Но долго продолжаться так не могло. И это, конечно, понимал поляк. Поэтому он начал более внимательно наблюдать за гитлеровцами. В конце концов он обнаружил то, что искал. Оказалось, что сквозь оборону гитлеровцев есть возможность пробраться. Ею — этой возможностью — он и воспользовался минувшей ночью.
Беседа с поляком подтвердила, что потрепанные за время нашего наступления вражеские части отведены гитлеровцами в тыл, а здесь обороняются новые. Но подробнее о противнике наш собеседник ничего рассказать не мог. Было видно, что он этим огорчен. К сожалению, наш собеседник совершенно не умел обращаться с картой и не мог указать место своего перехода через позиции врага.
Беседа иссякла. Мы молчали. Молчал и поляк.
Вдруг он поднял голову, в упор посмотрел на Нарыжного и решительно проговорил:
— Товарищи, я вам хочу показать место перехода. Разрешите, я вас туда проведу.
Но мы не могли согласиться с предложением этого человека, хотя и сделано оно было от всего сердца. Ведь он едва держался на ногах!
Однако поляк, высказав свою просьбу, был уже безраздельно увлечен открывшейся возможностью. Он стал неотступно просить, даже требовать, чтобы ему разрешили показать место перехода. Видно было, что в этом человеке неуемный заряд ненависти к тем, кто разорил его страну и кому он теперь в силах отомстить, оказывая помощь советским войскам. Это была сейчас его единственная возможность сразиться с врагом, и он ни за что не хотел ее упустить.
Мы просили его отдохнуть хотя бы несколько дней. На это поляк вполне резонно ответил, что за несколько дней все может измениться и его сведения не будут иметь никакой цены. В конце концов было решено, что мы пойдем сегодня ночью.
Кое-кому, может, покажется странным, что разведчики так сразу поверили человеку, пришедшему с той стороны. Но нельзя не верить этому изможденному человеку, трогательно просившему:
— Ну, товарищи, нельзя же ждать целую неделю…
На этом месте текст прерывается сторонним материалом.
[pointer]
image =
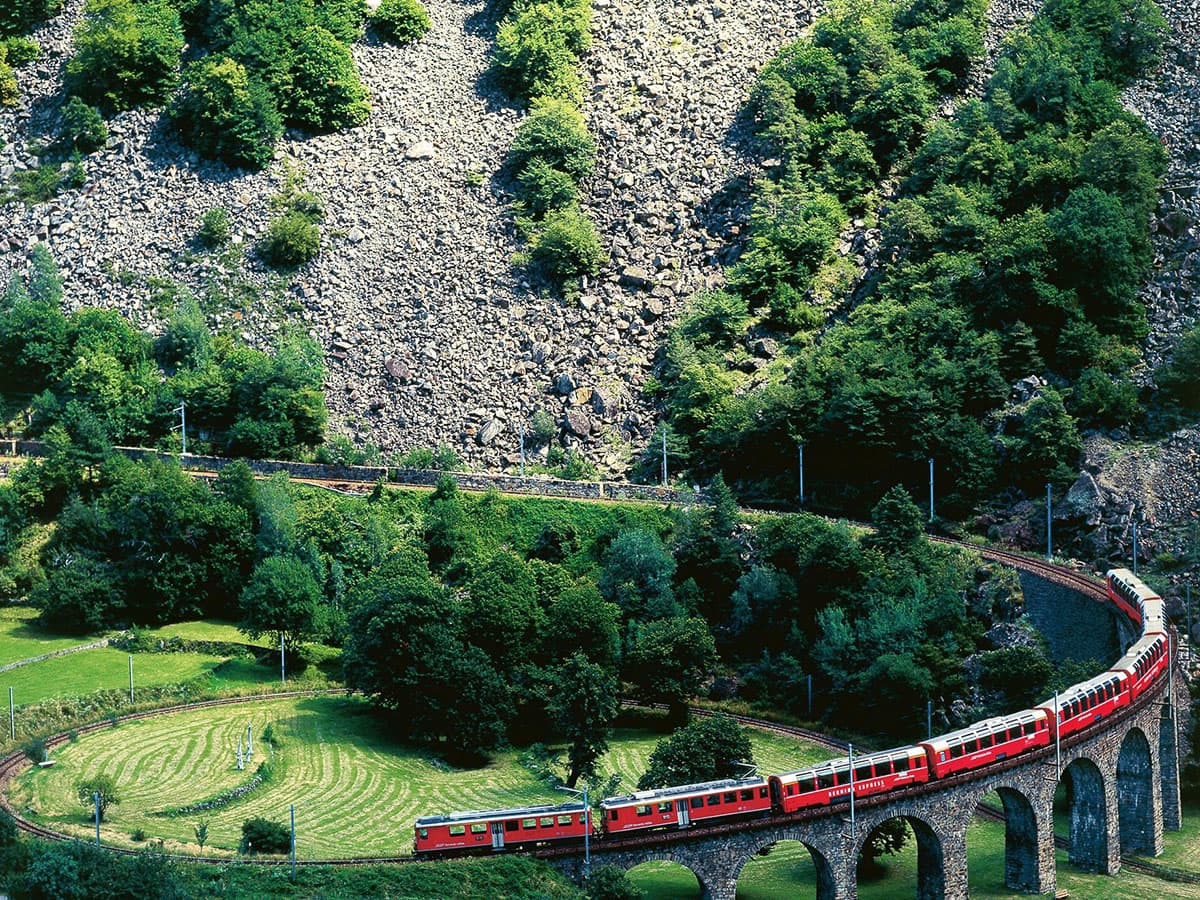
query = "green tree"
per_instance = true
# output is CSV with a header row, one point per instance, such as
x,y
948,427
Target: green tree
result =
x,y
669,660
707,750
97,792
583,705
282,599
…Вечером этого же дня мы подходили к дому, где размещалась разведрота. Нашего утреннего собеседника мы едва узнали. Он был свежевыбрит, собран, подтянут. Можно было безошибочно определить и возраст: парню было от силы 20–22 года.
Разведчики ужинали перед трудной дорогой. Поляк бодро хлебал густой гороховый суп-концентрат из одного котелка с разведчиком казахом Жангалием Кужановым. Когда они доели, сидевший рядом сибиряк Воробьев, ловкий худощавый солдат с веснушчатым лицом, придвинул к поляку свой котелок:
— Давай, друг, приобщайся.
Поляк прижал руку к сердцу: спасибо, мол, но он больше не может.
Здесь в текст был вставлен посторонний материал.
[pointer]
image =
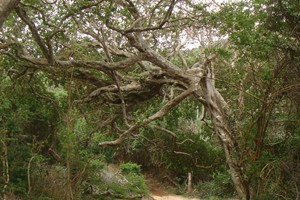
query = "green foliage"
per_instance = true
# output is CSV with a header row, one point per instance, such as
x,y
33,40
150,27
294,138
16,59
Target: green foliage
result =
x,y
130,168
219,186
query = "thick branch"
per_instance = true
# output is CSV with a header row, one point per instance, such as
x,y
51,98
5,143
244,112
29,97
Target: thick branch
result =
x,y
153,117
6,6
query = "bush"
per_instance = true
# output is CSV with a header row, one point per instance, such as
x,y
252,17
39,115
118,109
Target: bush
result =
x,y
221,185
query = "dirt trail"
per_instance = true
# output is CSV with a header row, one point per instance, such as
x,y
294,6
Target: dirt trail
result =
x,y
159,191
172,197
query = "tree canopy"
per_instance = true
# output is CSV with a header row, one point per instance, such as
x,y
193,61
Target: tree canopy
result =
x,y
155,76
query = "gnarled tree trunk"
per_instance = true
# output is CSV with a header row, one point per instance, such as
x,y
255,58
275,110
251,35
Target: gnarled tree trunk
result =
x,y
215,107
6,6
Майор не стал докучать поляку лишними разговорами. План операции в деталях был разработан еще днем.
Вот Нарыжный посмотрел на часы. «Пора», — сказал он негромко. Через несколько минут мы тронулись в путь.
…С особенной отчетливостью запомнился мне этот поздний вечер. Сырой холодный ветер, казалось, пронизывал тело насквозь. Мы шли по центру Августова, пересекая его с юга на север. Странное (и скажу — страшное) зрелище представлял собой этот город без жителей. Гулко звучали наши шаги по мертвым, освещенным луной улицам. Редкие сгоревшие и разрушенные артобстрелом дома перемежались со многими кварталами целых зданий. Но нигде не видно было ни одного живого существа. Даже нас, привыкших за войну к разрушениям и смерти, эта картина угнетала.
Сбоку я посмотрел на шагавшего рядом поляка. Его лицо было сосредоточенным и печальным. Он упрямо смотрел прямо перед собой. О чем думал он в эти минуты? О том, во что превратили фашисты такой красивый, аккуратный городок у озер, его родной Августов? Или, может быть, о том, где его семья? Но скорее всего он думал о предстоящем деле, первом в его жизни настоящем боевом деле.